Miss Constitution, this is as clear as mud. What about your first two questions?
Miss Constitution will hurry, then. Thomas Jefferson and Benjamin Franklin, among many other Founders, felt that Virtue, or morality, could be obtained by other than Faith. They felt that virtue could be obtained by Aristotle’s Golden Mean – or habits of behavior between extremes. There are many Americans who feel that their “spiritual” inclinations can create the Virtue needed to sustain Liberty and the processes to establish Justice. That is why you hear so many Americans today say that they are “spiritual” not religious. What Miss Constitution would say is that she questions whether developing good “habits” is strong enough to counter the malicious and the destructive.
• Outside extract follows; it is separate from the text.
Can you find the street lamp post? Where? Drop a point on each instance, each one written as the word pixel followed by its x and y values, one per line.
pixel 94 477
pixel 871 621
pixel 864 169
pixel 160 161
She thinks the new language-mangling and other propaganda such as Critical Race Theory and the 1619 Project that are poisoning our children and adults are so powerful that only Faith (God) can take them on. She would say that Liberty Cannot Stand For Long Without Faith. She thinks the museum got its name right. Here is a quote from one dark corner of the museum that Miss Constitution thought factually accurate:
Once freedom was won, how would it be sustained? The American Founders agreed that public liberty depended on private virtue – and that virtue was sustained by religion. This understanding grew from their reading of history and of classical and contemporary philosophers, as well as from the Bible. Even free-thinking Founders like Benjamin Franklin and Thomas Jefferson held that vice bred tyranny and that virtue was essential for lasting liberty. Most Americans believed that the new republic depended on people who were morally and ethically informed by the Bible. Virtue, faith, and liberty were seen as inseparable to sustain the new government. These sentiments were encouraged by public actions like declarations of national days of fasting and prayer and national days of Thanksgiving, and by appointing chaplains for legislatures and the military.
Who are the virtuous? The faithful who would take on those who would mangle our language, divide our people, and destroy our nation. The faithful who would give their very lives for Liberty, willingly.